Lorsque j’étais enfant, si l’un de nous s’était fait mal à une branche, il ne serait pas venu à ses parents, l’idée saugrenue d’en rendre responsable quelqu’un d’autre. Quand un de mes copains s’est fait retomber sur le pied une grille d’évacuation d’eau de pluie, qu’il avait soulevée pour chercher une bille, ses parents l’ont soigné et n’ont porté plainte contre personne. Le règlement intérieur actuel et les interdictions qui en découlent me paraissent directement liés à la judiciarisation de notre société et la recherche systématique de responsables. S’il est interdit d’aller, dans le jardin, que les enfants y vont quand même et se font mal, la copropriété est pénalement à l’abri. Cette dérive n’est pas une volonté d’interdire en soi, mais une protection contre d’éventuelles poursuites. Une évolution de la société, dont nous sommes collectivement responsables et qui a des conséquences éducatives multiples.

Cemea
Je ne peux m’empêcher de mettre en parallèle à cette interdiction faite aux enfants de jouer dans l’espace collectif, l’apparition d’un créneau commercial d’un nouveau genre. Il y a quelques mois, dans la petite ville où je réside, un parc de jeux a ouvert dans les locaux désaffectés d’un ancien supermarché. L’argument de vente étant que l’espace est fermé, surveillé, avec des jeux homologués et que les enfants y sont donc entièrement en sécurité. L’entreprise semble prospérer et l’on retrouve des initiatives du même genre dans bien d’autres communes. La nature a horreur du vide et face au besoin des enfants de se retrouver, ce sont des entreprises commerciales, qui jouant sur l’insécurité ambiante, y ont apporté une réponse. L’initiative est maligne et rentable. Elle pourrait paraître sympathique ; après tout, cela permet aux enfants de jouer ensemble en toute sécurité et ils s’y amusent certainement. Mais ces espaces me paraissent dépasser la simple attraction et opportunité de jeu supplémentaire, comme lorsque l’on va à Luna Park. Ils semblent se positionner en remplacement d’espaces collectifs ouverts, qui ont tendance à se réduire partout pour les enfants. Ces structures de proximité se situant au quotidien, dans une logique consommatoire de la relation et du jeu.

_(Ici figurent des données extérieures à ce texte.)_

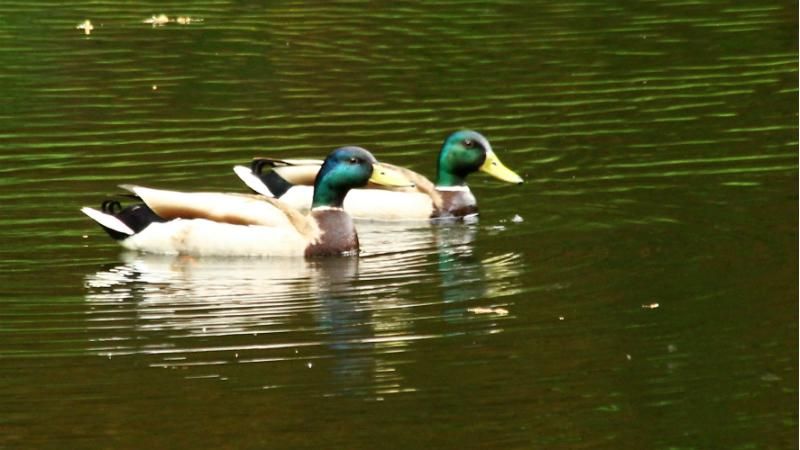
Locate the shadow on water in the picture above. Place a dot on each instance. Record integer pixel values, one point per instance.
(356, 319)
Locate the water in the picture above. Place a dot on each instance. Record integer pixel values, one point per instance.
(647, 298)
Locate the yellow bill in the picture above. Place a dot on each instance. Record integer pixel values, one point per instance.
(385, 176)
(495, 168)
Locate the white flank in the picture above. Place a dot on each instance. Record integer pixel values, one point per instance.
(215, 206)
(252, 181)
(370, 204)
(202, 237)
(107, 220)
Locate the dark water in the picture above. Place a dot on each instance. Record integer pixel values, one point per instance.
(647, 298)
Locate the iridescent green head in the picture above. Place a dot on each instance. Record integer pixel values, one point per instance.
(465, 152)
(350, 167)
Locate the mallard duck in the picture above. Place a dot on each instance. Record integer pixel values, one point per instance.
(462, 153)
(210, 223)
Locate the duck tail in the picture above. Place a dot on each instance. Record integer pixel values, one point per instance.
(122, 223)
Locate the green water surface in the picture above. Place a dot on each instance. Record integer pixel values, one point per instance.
(639, 291)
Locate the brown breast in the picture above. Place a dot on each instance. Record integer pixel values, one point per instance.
(337, 233)
(456, 204)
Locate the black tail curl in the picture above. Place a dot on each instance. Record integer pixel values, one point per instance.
(276, 184)
(137, 216)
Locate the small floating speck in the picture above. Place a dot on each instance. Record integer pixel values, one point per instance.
(483, 310)
(181, 20)
(157, 21)
(86, 26)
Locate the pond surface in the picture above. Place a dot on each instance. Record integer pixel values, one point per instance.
(638, 291)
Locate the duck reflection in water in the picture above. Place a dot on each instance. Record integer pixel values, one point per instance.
(356, 319)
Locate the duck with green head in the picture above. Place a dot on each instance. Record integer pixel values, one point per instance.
(463, 153)
(210, 223)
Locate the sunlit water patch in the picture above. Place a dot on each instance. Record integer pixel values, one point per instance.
(357, 320)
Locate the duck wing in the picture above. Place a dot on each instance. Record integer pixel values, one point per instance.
(237, 209)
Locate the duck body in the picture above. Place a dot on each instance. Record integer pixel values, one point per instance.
(462, 153)
(171, 222)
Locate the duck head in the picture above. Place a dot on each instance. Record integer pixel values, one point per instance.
(465, 152)
(347, 168)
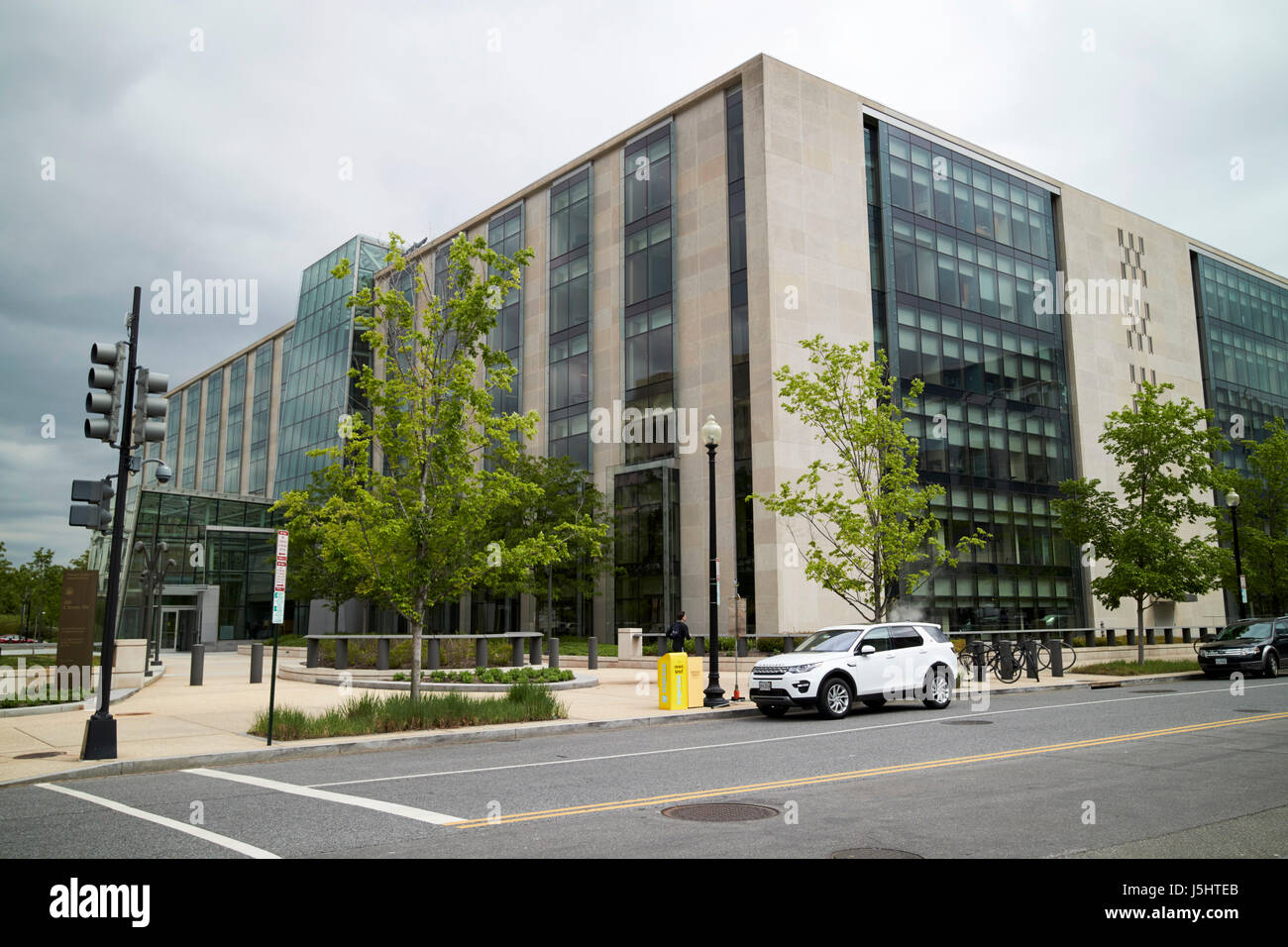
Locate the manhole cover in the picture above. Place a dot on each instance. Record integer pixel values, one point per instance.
(874, 853)
(720, 812)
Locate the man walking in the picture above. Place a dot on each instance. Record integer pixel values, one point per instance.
(679, 633)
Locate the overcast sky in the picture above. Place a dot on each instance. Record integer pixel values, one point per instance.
(218, 153)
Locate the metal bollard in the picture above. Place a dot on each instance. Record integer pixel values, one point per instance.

Je pense que la dimension éducative d’un espace permettant de se retrouver pour simplement jouer, doit être prise en compte dans le temps de l’enfant. Les Projets éducatifs territoriaux qu’élaborent les communes dans le sillage de la réforme des rythmes scolaires doivent s’interroger sur l’existence d’espaces de jeux libres. Il me semble important que puissent être mis en place des lieux et des temps permettant aux enfants d’être entre eux pour des activités non formelles. Hors, le périscolaire, qu’il soit après la classe ou le mercredi après-midi, est presque exclusivement composé d’activités proposées, gérées et encadrées par des animateurs.

Actuellement, il est beaucoup question de l’apprentissage du vivre ensemble. Mais quand les enfants ont-ils la possibilité de s’organiser, de se gérer, d’être autonomes dans les activités et de partager leur vécu, sans que l’adulte ne dirige le tout ? Cette autonomie joue un rôle essentiel dans la découverte de l’autre. Or les adultes ont tendance à systématiquement diriger et organiser toutes les activités, avec comme argument la sécurité et le bon fonctionnement du groupe. La présence de l’animateur limitant la possibilité de désaccords et de conflits entre enfants. On ne risque pas de se disputer pour savoir à quoi ou avec qui on va jouer, puisque c’est l’animateur qui décide. Pourtant, la gestion entre enfants de ces questions constitue un véritable apprentissage de la prise en compte de l’autre et du savoir être. Le rôle des animateurs dans la gestion d’espaces libres de jeu est différent et plus complexe. Gérer des espaces dans lesquels les enfants peuvent jouer librement, c’est savoir mettre à disposition un environnement qu’ils pourront s’approprier et transformer en fonction de leurs jeux. Il faut aussi que tout en laissant les enfants s’organiser, les animateurs puissent être présents en cas de besoin. Il est beaucoup plus facile de tout diriger.

Jouer simplement entre enfants est une activité fondatrice et de toujours, qui contribue à l’apprentissage de la relation à l’autre. Un environnement éducatif, qu’il est aujourd’hui, impératif de préserver.